Lab environments are a great thing. We can test new products on a small scale platform and demonstrate them as a proof of concept (PoC).
Like many of my fellow bloggers I write down my lab experience in little blog posts that I share with the community. I regularly read blogs and tutorials to keep myself informed about new products and techniques. There is hardly a topic in the field of virtualization that someone hasn’t written something about at some point. This is invaluable, as it gives you a quick introduction to what is usually a complex subject.
When reading my (and other) blog posts, you may get the impression that the described setup procedure follows the simple skip-skip-finish principle. In other words, accept the default values, click three times and the installation is complete. This might be true in the lab, but a real life deployment is miles away from a lab setup.
In the lab many things are simplified to the max according to the KISS principle (keep it simple and stupid). Some of the methods used are not necessarily in compliance with the manufacturer’s recommendations, or are outright forbidden in productive environments.
This means : Having read a tutorial by my favorite blogger [insert name here] does not enable me to transfer what I have learned 1:1 to a real project.
I have had several discussions about this in preliminary project meetings. People have asked why the planning phase takes so much time. They said that (they thought) the product was totally easy to install, as you can read on [insert name here]’s blog.
As a blogger and lab user, I know how to view these posts. They are to be understood as a quick introduction and an easy to understand overview of a new technology. This has very little to do with real world deployments. In this posting, I would like to point this out with the help of a few examples:
Keep it simple and stupid
In the lab or in blog articles, the aim is to break down a complex issue to a comprehensible minimum. For good reason, many extras and details are disregarded.
A single and simple password for all services and accounts. What is a total no-go in real life, is practiced by most of us in the lab environment. Why not? One simple password for everything. After all, we are not dealing with a security-critical application. A lab does not contain any sensitive or otherwise interesting information.

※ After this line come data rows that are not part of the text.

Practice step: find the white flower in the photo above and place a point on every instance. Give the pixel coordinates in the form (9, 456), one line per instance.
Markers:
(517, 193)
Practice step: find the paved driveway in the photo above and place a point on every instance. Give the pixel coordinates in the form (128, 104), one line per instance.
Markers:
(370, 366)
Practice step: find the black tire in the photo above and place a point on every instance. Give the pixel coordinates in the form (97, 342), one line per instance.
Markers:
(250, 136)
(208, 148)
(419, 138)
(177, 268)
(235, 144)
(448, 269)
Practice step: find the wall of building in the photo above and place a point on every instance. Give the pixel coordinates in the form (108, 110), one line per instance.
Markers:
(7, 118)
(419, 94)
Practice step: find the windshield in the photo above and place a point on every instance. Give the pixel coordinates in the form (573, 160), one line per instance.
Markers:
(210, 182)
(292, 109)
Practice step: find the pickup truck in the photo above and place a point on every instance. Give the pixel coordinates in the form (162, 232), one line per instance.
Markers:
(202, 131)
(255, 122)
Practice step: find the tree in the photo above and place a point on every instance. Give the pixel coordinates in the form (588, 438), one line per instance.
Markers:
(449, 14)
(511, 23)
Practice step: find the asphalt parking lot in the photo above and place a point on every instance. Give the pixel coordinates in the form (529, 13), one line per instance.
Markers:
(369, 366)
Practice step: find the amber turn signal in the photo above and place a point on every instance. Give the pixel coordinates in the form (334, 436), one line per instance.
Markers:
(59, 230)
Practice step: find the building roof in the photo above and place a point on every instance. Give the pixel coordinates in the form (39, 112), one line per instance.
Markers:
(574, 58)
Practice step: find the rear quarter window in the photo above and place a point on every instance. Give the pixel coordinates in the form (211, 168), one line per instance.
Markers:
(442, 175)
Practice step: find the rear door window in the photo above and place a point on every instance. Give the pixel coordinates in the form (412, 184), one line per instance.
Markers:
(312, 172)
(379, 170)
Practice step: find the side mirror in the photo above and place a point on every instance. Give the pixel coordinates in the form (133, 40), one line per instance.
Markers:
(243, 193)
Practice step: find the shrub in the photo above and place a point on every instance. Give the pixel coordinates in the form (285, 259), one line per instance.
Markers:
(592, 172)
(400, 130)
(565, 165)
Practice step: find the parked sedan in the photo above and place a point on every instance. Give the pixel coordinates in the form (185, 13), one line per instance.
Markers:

If it were compromised (what a stupid idea), you would delete it completely and set it up again.
By the way, I would bet that in most lab environments the password VMware1! is used as default. 😉
The KISS principle applies again with regard to access control. We allow all access from everywhere in the lab. After all, it’s about proof of concept and not about security (unless you’re testing a firewall).
In real projects, the firewall can become a real challenge. A single port between two VLANs that was accidentally not opened can bring entire deployments to their knees. This is followed by lengthy troubleshooting until the cause is finally found.
Self-signed certificates are perfectly fine in the lab. The warning in the browser does not bother and a man-in-the-middle attack is not to be worried about.
In the real world, this looks completely different. There, trusted certification authorities (CA) of the company must be involved. Some CA solutions do not support certificate signing requests (CSR). Generated certificates must then be exported and re-imported in the appropriate format. A funny game.
A singular uplink or a single path to the storage device is usually sufficient for a test. The KISS principle again. What’s the point of uplink redundancy if I only have one switch available anyway?
In productive environments, redundancy is an absolute must. There may not be a single point of failure (SPOF). To achieve this, redundant components are indispensable in each layer. This applies to data, hardware components, power supply, cooling, multipathing for data paths and network connections, etc. This requirement will inevitably increase the complexity of a system.
This complexity brings further challenges in its wake. In the SAN area, redundant storage networks (fabrics) are necessary. In the LAN, aspects such as spine-leaf architecture, link aggregation, spanning tree protocol or routing must be taken into account.
Availability or uptime is closely related to the redundancy discussed earlier. In the lab, the issue is completely insignificant. The system is booted for testing and if there is a technical problem, it is shut down for an indefinite period and repaired.
In production systems, the RAMPS or AMPRS is considered the basis for conceptual design. The acronym stands for:
All five conceptual planning aspects play no role, or at least a subordinate role, in the average lab.
I have a lot of flexibility in the lab. Basically, everything that works somehow is allowed. I can use hardware components that are not on the VMware HCL. For example, a budget SSD as a vSAN cache device. This is not a problem in the Lab, since reduced throughput or shorter lifespan are not a real problem.
In production environments, these are critical design aspects. Not only do I have to follow the HCL strictly, but I also have to plan ahead so that the new infrastructure will perform as required.
The Lab as a preparatory step for the project
Even if the laboratory greatly shortens paths and simplifies requirements to a maximum, it is still an important tool for proof of concept (PoC) deployments. Potential pitfalls can be identified at an early stage and workarounds can be found.
Blogposts are also a valuable resource in problem solving and help us in learning from the other people’ experiences.
A good approach is to use information from blogs as the starting point for your own PoC in the lab. With the knowledge and experience gained from these, you are well prepared for the special challenges of real projects.